Untuk itu ke depan kiranya perlu dipikirkan pembangunan prasarana dan sarana yang memadai guna mendukung budidaya perikanan yang potensial melalui kajian yang memadai. Propinsi Riau merupakan sentra perikanan yang strategis karena letaknya berupa perairan dan laut.


BAB IV
PENUTUP
Keberhasilan suatu kebijakan apabila pada salah satu programnya terdapat pilot proyek yang benar-benar mengikuti aturan yang ada pada kebijakan tersebut. Maka pembangunan perikanan berwawasan agribisnis bukan lagi sekedar bertumpu pada persoalan produksi semata-mata, akan tetapi lebih berwawasan kepada peningkatan pendapatan dan mutu kehidupan yang lebih baik, dan itu sangat layak dikembangkan untuk kasus Propinsi Riau.

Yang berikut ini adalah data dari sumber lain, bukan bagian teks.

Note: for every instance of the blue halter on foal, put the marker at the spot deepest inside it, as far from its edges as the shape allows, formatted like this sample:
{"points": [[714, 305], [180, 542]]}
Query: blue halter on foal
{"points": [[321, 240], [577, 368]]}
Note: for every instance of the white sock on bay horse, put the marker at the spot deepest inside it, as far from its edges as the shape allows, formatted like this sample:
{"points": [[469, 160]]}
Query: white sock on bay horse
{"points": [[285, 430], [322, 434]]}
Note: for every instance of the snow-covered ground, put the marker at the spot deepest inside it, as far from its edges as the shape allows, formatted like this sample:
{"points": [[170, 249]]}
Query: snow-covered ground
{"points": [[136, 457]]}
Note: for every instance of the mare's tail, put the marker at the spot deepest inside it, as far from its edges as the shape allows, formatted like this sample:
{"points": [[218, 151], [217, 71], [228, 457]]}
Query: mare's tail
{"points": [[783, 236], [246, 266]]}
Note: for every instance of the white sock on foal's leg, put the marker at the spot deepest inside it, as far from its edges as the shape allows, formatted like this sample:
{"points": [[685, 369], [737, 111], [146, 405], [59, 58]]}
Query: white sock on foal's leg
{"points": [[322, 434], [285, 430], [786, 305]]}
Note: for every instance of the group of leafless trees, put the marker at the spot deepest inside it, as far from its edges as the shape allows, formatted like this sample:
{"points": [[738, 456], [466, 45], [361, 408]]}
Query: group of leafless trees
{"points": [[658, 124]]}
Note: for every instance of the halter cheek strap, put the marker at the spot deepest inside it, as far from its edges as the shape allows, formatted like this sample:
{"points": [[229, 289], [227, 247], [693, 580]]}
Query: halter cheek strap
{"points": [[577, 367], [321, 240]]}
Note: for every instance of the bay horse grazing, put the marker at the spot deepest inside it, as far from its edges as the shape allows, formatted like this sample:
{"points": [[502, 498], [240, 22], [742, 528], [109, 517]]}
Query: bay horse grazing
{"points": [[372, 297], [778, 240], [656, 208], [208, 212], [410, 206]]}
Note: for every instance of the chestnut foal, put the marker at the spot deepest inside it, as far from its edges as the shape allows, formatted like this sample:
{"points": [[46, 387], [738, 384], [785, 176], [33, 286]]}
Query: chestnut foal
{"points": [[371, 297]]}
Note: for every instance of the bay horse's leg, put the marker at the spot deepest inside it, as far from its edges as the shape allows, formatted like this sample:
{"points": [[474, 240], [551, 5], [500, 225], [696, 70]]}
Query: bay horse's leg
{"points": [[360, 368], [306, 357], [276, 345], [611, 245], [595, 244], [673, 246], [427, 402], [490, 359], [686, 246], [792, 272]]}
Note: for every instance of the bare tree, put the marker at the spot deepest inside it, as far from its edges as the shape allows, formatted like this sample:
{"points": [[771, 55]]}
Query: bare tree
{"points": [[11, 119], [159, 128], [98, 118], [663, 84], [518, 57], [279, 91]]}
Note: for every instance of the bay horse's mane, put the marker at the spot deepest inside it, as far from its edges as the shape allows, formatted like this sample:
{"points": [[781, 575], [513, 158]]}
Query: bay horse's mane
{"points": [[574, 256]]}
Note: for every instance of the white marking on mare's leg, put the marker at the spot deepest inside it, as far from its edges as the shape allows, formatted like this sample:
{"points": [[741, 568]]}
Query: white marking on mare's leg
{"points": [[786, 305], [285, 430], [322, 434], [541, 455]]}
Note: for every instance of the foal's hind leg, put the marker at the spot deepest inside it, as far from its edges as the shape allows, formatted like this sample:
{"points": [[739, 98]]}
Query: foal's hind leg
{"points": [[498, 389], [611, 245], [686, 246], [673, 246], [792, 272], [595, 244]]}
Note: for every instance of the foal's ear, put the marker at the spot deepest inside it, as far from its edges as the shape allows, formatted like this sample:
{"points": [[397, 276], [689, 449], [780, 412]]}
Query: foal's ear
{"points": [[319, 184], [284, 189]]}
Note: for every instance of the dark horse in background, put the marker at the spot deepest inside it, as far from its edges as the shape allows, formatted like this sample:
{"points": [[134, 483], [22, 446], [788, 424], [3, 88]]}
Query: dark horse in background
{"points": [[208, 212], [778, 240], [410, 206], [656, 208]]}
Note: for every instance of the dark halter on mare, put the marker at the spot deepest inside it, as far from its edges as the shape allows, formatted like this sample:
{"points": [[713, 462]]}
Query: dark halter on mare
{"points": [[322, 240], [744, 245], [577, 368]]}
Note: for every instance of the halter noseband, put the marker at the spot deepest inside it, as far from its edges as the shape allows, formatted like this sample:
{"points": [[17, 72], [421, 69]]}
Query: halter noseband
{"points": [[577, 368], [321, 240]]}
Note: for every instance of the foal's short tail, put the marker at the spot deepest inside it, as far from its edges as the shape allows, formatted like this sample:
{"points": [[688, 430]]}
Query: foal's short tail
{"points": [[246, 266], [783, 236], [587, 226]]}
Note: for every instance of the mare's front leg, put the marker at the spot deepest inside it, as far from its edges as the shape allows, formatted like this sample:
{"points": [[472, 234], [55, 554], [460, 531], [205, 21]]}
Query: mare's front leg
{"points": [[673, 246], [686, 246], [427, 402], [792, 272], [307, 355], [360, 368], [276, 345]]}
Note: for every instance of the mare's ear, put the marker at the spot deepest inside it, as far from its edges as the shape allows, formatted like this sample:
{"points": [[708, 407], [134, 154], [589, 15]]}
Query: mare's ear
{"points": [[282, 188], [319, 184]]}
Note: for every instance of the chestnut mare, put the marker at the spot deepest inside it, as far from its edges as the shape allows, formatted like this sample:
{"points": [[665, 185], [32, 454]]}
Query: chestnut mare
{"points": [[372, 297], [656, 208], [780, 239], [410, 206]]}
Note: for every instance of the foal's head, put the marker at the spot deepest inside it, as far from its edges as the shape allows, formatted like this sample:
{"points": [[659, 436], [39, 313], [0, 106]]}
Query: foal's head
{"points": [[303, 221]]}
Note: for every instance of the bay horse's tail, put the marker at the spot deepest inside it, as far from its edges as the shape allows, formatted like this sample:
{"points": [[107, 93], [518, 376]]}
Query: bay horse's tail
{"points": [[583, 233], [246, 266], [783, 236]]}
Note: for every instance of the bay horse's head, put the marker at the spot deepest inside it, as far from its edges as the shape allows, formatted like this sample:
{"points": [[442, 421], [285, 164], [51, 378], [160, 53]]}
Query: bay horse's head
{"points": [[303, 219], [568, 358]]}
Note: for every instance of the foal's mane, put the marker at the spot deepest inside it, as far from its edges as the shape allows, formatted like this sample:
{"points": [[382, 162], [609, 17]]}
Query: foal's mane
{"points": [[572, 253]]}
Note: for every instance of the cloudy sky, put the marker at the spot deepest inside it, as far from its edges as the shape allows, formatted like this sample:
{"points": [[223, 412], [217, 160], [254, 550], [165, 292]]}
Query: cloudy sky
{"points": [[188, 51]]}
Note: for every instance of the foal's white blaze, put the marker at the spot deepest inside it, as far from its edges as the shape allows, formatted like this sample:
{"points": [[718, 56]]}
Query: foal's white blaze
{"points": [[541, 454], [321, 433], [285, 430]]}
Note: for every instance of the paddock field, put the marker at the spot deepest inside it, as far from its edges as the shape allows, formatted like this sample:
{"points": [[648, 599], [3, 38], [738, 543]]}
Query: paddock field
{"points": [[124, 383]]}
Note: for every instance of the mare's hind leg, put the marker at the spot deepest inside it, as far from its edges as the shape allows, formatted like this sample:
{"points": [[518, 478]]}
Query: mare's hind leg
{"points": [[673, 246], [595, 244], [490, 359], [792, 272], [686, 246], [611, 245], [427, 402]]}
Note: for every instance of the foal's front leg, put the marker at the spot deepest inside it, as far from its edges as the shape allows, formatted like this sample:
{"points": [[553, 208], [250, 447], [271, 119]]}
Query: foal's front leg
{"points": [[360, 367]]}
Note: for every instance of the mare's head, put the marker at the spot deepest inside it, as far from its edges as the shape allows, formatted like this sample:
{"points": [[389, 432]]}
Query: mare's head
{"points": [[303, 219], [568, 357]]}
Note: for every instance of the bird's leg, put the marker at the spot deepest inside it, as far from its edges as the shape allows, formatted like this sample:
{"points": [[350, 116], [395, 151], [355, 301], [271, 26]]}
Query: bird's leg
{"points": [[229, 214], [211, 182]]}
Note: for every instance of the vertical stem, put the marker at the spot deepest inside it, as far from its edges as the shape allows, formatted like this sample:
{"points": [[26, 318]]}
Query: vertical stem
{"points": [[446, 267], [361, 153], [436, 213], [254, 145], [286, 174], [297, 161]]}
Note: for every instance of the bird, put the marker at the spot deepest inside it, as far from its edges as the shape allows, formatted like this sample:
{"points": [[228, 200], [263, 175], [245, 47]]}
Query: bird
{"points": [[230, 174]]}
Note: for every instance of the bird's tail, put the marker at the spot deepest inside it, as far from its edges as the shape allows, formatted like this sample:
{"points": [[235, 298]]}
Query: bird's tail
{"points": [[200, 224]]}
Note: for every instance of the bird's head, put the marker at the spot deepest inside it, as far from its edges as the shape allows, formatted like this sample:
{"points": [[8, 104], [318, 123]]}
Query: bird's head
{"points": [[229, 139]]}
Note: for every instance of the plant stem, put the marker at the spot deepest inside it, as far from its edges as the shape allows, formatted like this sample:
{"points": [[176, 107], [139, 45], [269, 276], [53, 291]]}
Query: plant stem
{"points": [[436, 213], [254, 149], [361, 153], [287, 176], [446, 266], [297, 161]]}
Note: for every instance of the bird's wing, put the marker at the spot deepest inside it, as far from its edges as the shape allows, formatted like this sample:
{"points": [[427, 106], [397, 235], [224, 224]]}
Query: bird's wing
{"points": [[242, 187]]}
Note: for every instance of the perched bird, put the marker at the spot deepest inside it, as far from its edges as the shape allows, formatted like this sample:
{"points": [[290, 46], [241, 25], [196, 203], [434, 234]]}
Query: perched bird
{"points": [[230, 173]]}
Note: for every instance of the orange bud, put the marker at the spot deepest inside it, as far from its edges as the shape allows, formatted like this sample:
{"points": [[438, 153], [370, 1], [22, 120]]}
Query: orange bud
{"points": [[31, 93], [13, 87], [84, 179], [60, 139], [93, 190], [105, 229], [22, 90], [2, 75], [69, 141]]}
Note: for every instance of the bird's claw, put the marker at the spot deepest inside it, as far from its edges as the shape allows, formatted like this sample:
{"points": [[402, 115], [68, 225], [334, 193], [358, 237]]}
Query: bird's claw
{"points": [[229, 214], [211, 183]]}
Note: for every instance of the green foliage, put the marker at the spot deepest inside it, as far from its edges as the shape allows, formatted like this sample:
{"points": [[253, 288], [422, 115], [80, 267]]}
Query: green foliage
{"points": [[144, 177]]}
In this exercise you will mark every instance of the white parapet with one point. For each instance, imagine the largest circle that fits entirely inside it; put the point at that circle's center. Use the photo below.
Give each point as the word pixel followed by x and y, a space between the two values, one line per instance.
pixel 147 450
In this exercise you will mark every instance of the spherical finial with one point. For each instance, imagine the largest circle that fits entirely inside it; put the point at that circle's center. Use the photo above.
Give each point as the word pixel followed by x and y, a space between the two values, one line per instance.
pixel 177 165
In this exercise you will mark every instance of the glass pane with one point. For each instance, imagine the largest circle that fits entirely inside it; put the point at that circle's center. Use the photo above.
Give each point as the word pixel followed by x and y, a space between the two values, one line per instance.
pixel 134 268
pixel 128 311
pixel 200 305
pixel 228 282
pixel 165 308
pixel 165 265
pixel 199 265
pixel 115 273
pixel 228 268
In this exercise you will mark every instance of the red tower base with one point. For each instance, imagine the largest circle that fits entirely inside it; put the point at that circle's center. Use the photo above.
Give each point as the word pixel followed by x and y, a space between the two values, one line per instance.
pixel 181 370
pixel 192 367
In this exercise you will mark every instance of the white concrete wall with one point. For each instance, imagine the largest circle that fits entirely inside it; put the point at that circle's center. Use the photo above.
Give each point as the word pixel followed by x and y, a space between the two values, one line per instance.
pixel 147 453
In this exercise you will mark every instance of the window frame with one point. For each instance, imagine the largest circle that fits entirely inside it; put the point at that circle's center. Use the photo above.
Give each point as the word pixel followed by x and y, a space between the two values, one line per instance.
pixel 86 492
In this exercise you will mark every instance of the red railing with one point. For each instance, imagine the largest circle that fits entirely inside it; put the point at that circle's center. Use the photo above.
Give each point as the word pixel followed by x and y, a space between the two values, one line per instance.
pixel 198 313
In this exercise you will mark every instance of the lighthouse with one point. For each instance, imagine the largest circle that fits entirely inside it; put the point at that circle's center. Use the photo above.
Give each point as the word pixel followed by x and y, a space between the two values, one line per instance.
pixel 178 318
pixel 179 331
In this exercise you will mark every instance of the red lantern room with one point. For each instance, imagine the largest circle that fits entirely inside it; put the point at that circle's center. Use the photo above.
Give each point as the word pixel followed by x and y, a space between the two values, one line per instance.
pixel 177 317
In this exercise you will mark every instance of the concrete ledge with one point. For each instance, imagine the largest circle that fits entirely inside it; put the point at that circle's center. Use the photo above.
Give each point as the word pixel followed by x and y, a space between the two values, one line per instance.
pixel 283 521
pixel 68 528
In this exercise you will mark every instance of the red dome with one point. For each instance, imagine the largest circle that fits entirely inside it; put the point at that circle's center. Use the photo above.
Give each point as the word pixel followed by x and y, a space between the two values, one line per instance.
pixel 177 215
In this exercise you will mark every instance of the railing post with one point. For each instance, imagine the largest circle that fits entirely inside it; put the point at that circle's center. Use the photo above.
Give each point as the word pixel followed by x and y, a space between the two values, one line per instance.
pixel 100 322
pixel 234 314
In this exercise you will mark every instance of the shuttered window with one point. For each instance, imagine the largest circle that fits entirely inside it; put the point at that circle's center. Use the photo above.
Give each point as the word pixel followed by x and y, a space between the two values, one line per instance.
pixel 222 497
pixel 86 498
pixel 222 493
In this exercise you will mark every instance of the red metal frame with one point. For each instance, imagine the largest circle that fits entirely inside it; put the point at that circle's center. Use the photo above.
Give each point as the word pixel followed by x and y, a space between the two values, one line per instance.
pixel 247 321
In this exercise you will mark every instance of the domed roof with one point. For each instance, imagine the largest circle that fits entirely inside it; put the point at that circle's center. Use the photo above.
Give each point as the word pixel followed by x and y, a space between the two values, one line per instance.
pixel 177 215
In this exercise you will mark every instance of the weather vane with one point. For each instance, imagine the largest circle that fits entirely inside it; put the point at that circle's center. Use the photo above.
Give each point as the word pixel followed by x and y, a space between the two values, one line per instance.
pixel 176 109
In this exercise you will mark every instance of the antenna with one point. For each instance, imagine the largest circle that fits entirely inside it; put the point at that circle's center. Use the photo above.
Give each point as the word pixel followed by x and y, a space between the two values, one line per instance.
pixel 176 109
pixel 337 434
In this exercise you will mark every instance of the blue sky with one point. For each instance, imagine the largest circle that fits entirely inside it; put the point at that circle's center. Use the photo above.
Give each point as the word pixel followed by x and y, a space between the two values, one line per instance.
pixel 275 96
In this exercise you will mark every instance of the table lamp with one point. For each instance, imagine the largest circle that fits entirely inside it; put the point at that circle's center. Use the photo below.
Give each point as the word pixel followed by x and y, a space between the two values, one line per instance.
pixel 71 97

Kebijakan perikanan yang perlu dikembangkan tersebut perlu disusun berdasarkan alur proses perencanaan pembangunan perikanan, yaitu telah mengetahui situasi lingkungan dalam rangka pembangunan perikanan, misalnya telah mengetahui permasalahan, dan peluang yang akan dihadapi dalam pembangunan perikanan. Sehingga kebijakan yang dibuat telah mengacu kepada hasil analisa situasi lingkungan tersebut.